Researcher(s)
- Yihong Chen, Management Information Systems, University of Delaware
Faculty Mentor(s)
- Harry Wang, Department of Accounting and Management Information Systems, University of Delaware
Abstract
LLMs have sparked a wave of innovation across various fields, with many attempting to replace traditional human work with these advanced models. While research has historically been considered a domain exclusive to humans, LLMs present a potential threat to human experts. Consequently, we must explore whether AI can truly understand business research. Simultaneously, human experts can enhance their cognitive abilities and improve research quality through extensive literature review. To investigate these issues, we conducted two tasks: paraphrasing business research abstracts and generating abstracts based on keywords, journal titles, and paper titles.

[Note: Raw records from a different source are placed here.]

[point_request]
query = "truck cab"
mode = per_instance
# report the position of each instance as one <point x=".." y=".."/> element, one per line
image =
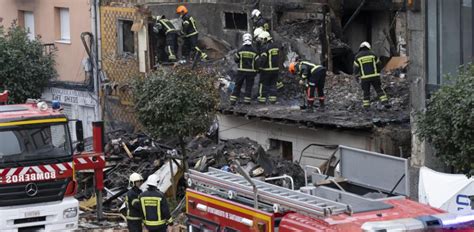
<point x="37" y="181"/>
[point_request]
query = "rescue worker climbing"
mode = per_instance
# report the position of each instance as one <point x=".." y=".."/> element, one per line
<point x="259" y="21"/>
<point x="269" y="65"/>
<point x="154" y="207"/>
<point x="246" y="58"/>
<point x="367" y="68"/>
<point x="313" y="77"/>
<point x="164" y="27"/>
<point x="190" y="33"/>
<point x="133" y="213"/>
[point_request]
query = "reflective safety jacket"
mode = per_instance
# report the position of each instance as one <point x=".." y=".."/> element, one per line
<point x="246" y="58"/>
<point x="189" y="26"/>
<point x="133" y="205"/>
<point x="269" y="59"/>
<point x="155" y="209"/>
<point x="167" y="26"/>
<point x="366" y="64"/>
<point x="308" y="70"/>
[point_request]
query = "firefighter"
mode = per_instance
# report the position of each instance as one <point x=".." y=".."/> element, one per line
<point x="269" y="64"/>
<point x="259" y="21"/>
<point x="367" y="67"/>
<point x="313" y="77"/>
<point x="190" y="33"/>
<point x="164" y="27"/>
<point x="246" y="58"/>
<point x="133" y="215"/>
<point x="154" y="207"/>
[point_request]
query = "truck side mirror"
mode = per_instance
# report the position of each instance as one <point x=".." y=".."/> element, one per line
<point x="79" y="136"/>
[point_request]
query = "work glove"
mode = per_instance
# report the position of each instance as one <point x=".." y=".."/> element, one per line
<point x="357" y="78"/>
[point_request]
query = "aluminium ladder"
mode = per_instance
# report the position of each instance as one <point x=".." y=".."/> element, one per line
<point x="271" y="194"/>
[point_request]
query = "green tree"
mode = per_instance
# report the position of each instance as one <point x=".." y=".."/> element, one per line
<point x="178" y="103"/>
<point x="448" y="123"/>
<point x="24" y="68"/>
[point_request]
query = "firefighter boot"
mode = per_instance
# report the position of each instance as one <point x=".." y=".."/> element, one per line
<point x="322" y="105"/>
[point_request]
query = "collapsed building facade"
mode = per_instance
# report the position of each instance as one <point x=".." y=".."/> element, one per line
<point x="326" y="32"/>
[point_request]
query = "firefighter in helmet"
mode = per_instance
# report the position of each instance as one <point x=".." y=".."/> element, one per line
<point x="245" y="58"/>
<point x="133" y="214"/>
<point x="367" y="67"/>
<point x="154" y="207"/>
<point x="259" y="21"/>
<point x="313" y="76"/>
<point x="269" y="64"/>
<point x="190" y="33"/>
<point x="164" y="28"/>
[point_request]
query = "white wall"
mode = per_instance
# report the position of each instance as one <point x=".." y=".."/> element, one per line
<point x="232" y="127"/>
<point x="77" y="105"/>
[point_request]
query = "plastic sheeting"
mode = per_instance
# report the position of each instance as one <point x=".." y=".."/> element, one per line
<point x="451" y="192"/>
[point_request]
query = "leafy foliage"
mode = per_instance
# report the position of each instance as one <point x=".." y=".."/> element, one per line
<point x="448" y="123"/>
<point x="179" y="103"/>
<point x="24" y="69"/>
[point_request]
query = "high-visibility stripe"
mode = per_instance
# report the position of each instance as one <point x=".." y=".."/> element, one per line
<point x="369" y="76"/>
<point x="191" y="34"/>
<point x="223" y="204"/>
<point x="28" y="122"/>
<point x="133" y="218"/>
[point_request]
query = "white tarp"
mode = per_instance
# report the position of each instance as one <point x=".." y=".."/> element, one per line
<point x="451" y="192"/>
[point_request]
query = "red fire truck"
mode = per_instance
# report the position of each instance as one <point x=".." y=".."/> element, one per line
<point x="37" y="168"/>
<point x="222" y="201"/>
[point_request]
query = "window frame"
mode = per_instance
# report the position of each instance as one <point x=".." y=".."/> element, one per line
<point x="120" y="38"/>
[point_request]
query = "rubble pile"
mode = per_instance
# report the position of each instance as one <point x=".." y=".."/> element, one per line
<point x="251" y="156"/>
<point x="128" y="153"/>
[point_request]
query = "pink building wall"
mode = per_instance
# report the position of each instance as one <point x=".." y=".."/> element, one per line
<point x="69" y="56"/>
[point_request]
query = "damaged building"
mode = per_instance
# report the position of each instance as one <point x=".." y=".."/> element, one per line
<point x="326" y="32"/>
<point x="315" y="30"/>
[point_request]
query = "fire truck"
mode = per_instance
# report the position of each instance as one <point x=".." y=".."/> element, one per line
<point x="38" y="165"/>
<point x="219" y="200"/>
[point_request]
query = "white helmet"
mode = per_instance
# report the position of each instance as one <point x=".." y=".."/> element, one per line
<point x="153" y="180"/>
<point x="134" y="177"/>
<point x="264" y="36"/>
<point x="255" y="13"/>
<point x="257" y="32"/>
<point x="365" y="44"/>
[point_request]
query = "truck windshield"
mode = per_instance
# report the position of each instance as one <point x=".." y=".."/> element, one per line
<point x="38" y="142"/>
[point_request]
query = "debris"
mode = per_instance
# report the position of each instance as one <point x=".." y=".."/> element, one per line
<point x="127" y="150"/>
<point x="396" y="62"/>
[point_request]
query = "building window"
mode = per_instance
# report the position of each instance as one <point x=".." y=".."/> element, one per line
<point x="28" y="23"/>
<point x="235" y="21"/>
<point x="63" y="25"/>
<point x="126" y="37"/>
<point x="283" y="148"/>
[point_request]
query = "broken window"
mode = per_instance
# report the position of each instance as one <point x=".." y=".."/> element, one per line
<point x="126" y="42"/>
<point x="282" y="148"/>
<point x="235" y="21"/>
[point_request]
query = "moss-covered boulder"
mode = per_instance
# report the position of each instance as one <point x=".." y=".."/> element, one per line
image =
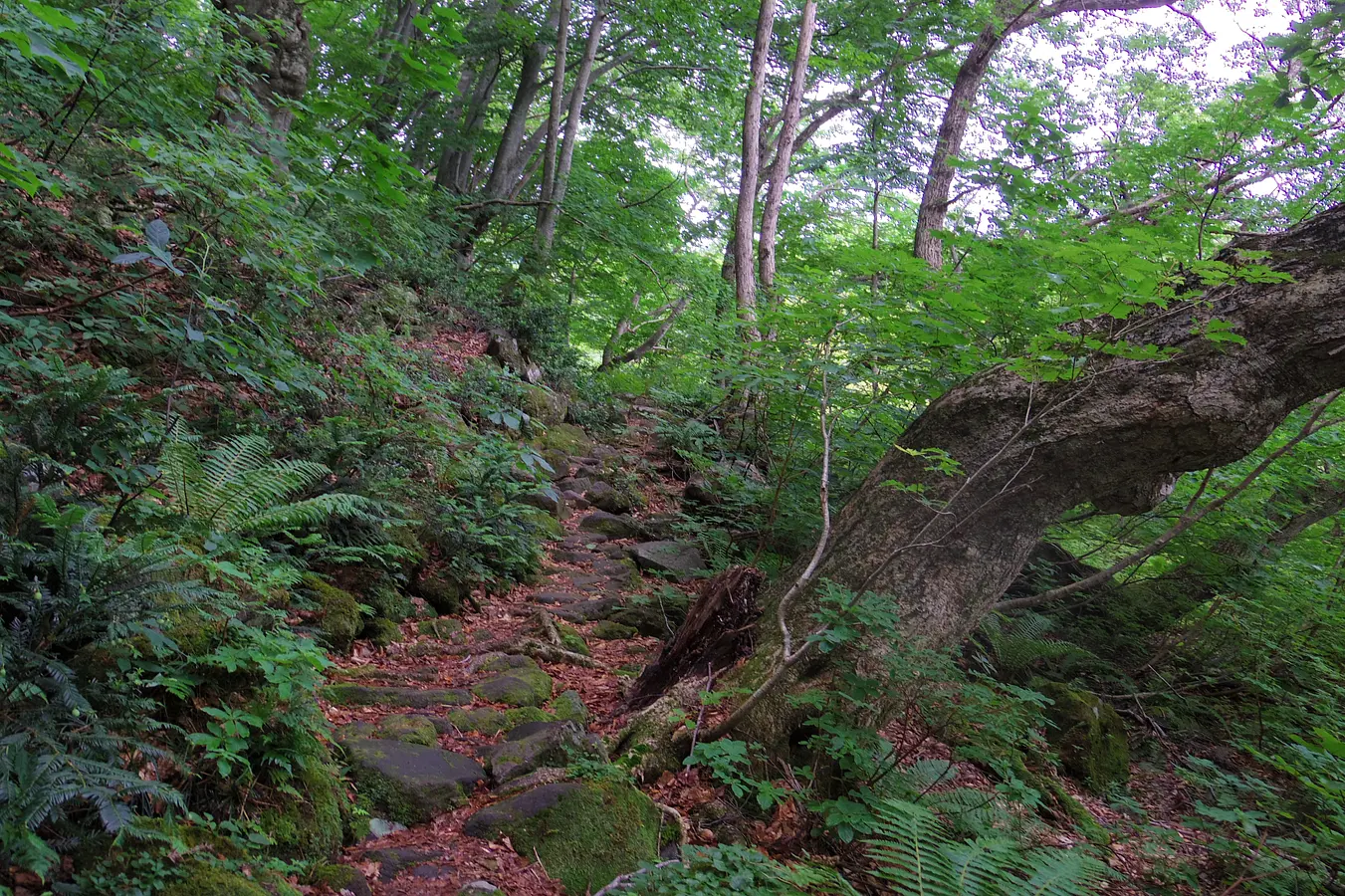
<point x="345" y="694"/>
<point x="518" y="682"/>
<point x="213" y="880"/>
<point x="485" y="720"/>
<point x="611" y="525"/>
<point x="382" y="632"/>
<point x="339" y="877"/>
<point x="409" y="730"/>
<point x="544" y="523"/>
<point x="612" y="630"/>
<point x="443" y="627"/>
<point x="585" y="833"/>
<point x="544" y="405"/>
<point x="443" y="593"/>
<point x="408" y="784"/>
<point x="571" y="639"/>
<point x="309" y="827"/>
<point x="1087" y="734"/>
<point x="339" y="620"/>
<point x="543" y="744"/>
<point x="566" y="437"/>
<point x="569" y="707"/>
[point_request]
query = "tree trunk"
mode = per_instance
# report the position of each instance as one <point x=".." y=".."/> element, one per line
<point x="280" y="30"/>
<point x="744" y="215"/>
<point x="1117" y="436"/>
<point x="551" y="211"/>
<point x="935" y="198"/>
<point x="785" y="149"/>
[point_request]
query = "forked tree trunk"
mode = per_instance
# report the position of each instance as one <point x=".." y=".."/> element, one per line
<point x="277" y="27"/>
<point x="744" y="214"/>
<point x="1117" y="436"/>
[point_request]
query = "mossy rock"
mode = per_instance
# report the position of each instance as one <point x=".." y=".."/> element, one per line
<point x="409" y="730"/>
<point x="443" y="628"/>
<point x="309" y="827"/>
<point x="382" y="632"/>
<point x="612" y="630"/>
<point x="585" y="833"/>
<point x="409" y="784"/>
<point x="571" y="639"/>
<point x="544" y="521"/>
<point x="520" y="686"/>
<point x="566" y="437"/>
<point x="444" y="594"/>
<point x="339" y="877"/>
<point x="482" y="720"/>
<point x="569" y="707"/>
<point x="1087" y="734"/>
<point x="345" y="694"/>
<point x="195" y="632"/>
<point x="213" y="880"/>
<point x="485" y="720"/>
<point x="611" y="525"/>
<point x="544" y="405"/>
<point x="339" y="622"/>
<point x="386" y="600"/>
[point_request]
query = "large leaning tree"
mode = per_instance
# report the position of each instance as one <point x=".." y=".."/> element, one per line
<point x="945" y="541"/>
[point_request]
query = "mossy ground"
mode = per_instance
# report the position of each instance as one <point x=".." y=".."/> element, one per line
<point x="590" y="835"/>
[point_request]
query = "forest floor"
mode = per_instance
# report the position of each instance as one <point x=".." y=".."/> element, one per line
<point x="584" y="569"/>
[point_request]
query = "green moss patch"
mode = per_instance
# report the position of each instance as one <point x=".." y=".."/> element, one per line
<point x="344" y="694"/>
<point x="410" y="730"/>
<point x="612" y="630"/>
<point x="571" y="639"/>
<point x="520" y="686"/>
<point x="339" y="622"/>
<point x="408" y="784"/>
<point x="585" y="833"/>
<point x="569" y="707"/>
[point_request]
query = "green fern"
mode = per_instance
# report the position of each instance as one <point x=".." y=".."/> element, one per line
<point x="1012" y="647"/>
<point x="237" y="487"/>
<point x="916" y="853"/>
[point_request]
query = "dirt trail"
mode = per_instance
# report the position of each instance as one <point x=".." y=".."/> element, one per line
<point x="582" y="572"/>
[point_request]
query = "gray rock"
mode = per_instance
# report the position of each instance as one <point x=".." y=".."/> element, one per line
<point x="569" y="705"/>
<point x="548" y="500"/>
<point x="394" y="860"/>
<point x="585" y="833"/>
<point x="675" y="558"/>
<point x="574" y="483"/>
<point x="520" y="686"/>
<point x="609" y="525"/>
<point x="647" y="620"/>
<point x="557" y="597"/>
<point x="505" y="348"/>
<point x="409" y="784"/>
<point x="582" y="540"/>
<point x="347" y="694"/>
<point x="588" y="609"/>
<point x="543" y="744"/>
<point x="382" y="827"/>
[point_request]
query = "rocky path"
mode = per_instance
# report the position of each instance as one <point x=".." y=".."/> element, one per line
<point x="476" y="742"/>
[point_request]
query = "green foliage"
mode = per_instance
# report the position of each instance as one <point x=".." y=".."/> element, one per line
<point x="719" y="871"/>
<point x="915" y="853"/>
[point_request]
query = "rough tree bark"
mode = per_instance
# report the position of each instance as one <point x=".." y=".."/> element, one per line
<point x="744" y="214"/>
<point x="551" y="210"/>
<point x="1117" y="436"/>
<point x="279" y="27"/>
<point x="779" y="171"/>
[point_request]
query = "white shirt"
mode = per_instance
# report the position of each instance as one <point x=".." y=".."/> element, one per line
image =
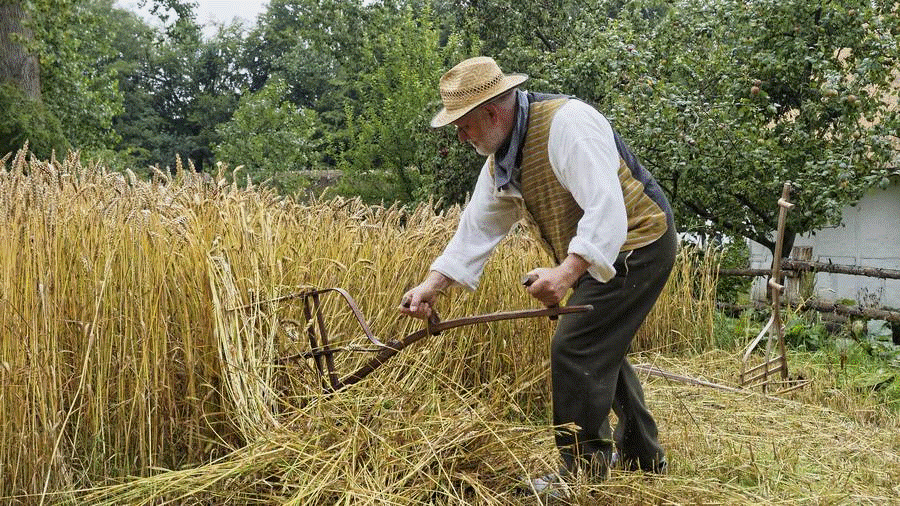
<point x="584" y="158"/>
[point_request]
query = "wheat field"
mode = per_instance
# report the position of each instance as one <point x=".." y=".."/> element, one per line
<point x="143" y="324"/>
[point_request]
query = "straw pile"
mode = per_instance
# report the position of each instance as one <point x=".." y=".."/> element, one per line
<point x="130" y="375"/>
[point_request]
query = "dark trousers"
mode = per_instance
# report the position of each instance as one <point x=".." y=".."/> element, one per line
<point x="589" y="369"/>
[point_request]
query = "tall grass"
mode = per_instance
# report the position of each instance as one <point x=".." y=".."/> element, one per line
<point x="142" y="320"/>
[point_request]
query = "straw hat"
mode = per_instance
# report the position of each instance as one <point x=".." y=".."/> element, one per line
<point x="469" y="84"/>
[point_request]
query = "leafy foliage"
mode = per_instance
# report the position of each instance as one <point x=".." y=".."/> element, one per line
<point x="270" y="136"/>
<point x="727" y="100"/>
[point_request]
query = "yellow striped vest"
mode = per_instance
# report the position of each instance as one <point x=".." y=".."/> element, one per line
<point x="552" y="211"/>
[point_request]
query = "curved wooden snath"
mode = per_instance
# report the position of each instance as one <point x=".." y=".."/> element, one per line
<point x="322" y="353"/>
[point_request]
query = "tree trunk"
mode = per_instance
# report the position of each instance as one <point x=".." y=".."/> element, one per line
<point x="17" y="65"/>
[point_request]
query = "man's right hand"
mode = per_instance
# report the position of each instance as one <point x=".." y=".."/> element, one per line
<point x="418" y="301"/>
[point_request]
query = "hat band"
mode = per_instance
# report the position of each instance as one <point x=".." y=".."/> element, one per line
<point x="463" y="95"/>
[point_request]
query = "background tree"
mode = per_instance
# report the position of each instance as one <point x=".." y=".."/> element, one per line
<point x="25" y="118"/>
<point x="726" y="100"/>
<point x="390" y="145"/>
<point x="273" y="138"/>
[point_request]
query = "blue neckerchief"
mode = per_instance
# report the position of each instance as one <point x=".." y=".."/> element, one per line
<point x="508" y="157"/>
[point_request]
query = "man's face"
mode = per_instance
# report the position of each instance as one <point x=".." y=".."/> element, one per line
<point x="480" y="128"/>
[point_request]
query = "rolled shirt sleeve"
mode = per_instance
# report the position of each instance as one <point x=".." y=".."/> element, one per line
<point x="484" y="222"/>
<point x="584" y="158"/>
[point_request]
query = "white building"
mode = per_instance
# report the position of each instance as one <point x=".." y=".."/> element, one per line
<point x="869" y="236"/>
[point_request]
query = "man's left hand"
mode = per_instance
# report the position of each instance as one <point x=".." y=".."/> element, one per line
<point x="553" y="283"/>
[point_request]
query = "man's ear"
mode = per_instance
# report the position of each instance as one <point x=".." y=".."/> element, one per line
<point x="493" y="110"/>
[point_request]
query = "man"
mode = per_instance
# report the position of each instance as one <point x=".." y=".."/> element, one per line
<point x="555" y="162"/>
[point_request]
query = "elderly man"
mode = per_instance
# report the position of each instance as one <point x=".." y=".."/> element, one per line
<point x="556" y="162"/>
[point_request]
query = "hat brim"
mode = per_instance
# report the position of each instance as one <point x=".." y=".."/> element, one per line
<point x="445" y="117"/>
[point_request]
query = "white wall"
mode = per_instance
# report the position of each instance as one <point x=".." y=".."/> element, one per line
<point x="868" y="237"/>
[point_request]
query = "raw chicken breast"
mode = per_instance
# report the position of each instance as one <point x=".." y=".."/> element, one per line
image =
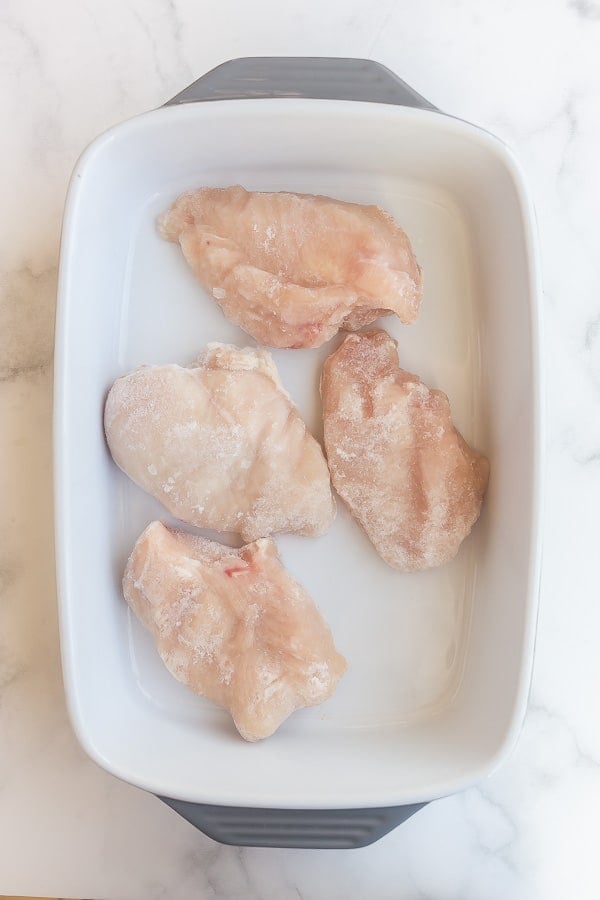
<point x="233" y="626"/>
<point x="395" y="457"/>
<point x="221" y="445"/>
<point x="292" y="269"/>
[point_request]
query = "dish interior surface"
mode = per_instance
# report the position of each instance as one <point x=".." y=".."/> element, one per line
<point x="426" y="686"/>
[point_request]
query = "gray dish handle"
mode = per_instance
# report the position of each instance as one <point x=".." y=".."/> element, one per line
<point x="322" y="78"/>
<point x="319" y="77"/>
<point x="321" y="829"/>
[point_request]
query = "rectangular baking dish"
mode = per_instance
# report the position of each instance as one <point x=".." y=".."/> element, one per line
<point x="440" y="661"/>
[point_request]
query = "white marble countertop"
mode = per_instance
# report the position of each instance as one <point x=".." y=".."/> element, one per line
<point x="527" y="70"/>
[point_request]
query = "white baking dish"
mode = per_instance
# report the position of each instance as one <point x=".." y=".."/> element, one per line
<point x="440" y="662"/>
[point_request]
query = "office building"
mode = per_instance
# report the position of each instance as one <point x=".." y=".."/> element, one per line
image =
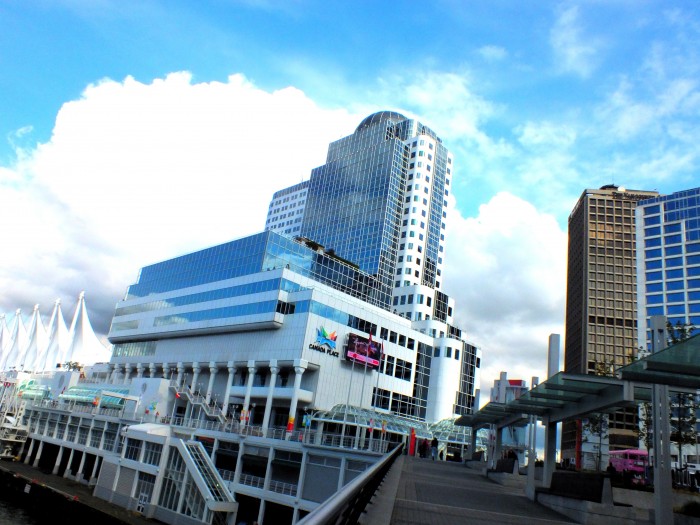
<point x="253" y="379"/>
<point x="601" y="301"/>
<point x="380" y="201"/>
<point x="668" y="256"/>
<point x="286" y="209"/>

We compared the performance of state-of-the-art models (GPT series) with the latest open-source models (Meta-Llama-3.1 series) on these tasks. Additionally, we fine-tuned a Meta-Llama-3 model to mitigate the performance gap between smaller open-source models and SOTA models. We evaluated the quality of the results using three dimensions: theory, method, and results. Our findings indicate that while all models performed well on both tasks, the GPT series outperformed the Meta-Llama series. AI demonstrated a reasonable understanding of business research, but struggled with the more creative task of ideation. The fine-tuned model showed improved performance in paraphrasing, nearing SOTA levels, but surprisingly performed worse than the base model in ideation. Therefore, AI’s capabilities in the ideation task reveal a significant deviation from human behavior, indicating that it cannot achieve ideation through learning and reading more business research. This suggests that LLMs still fall into the classic machine learning trap of overfitting.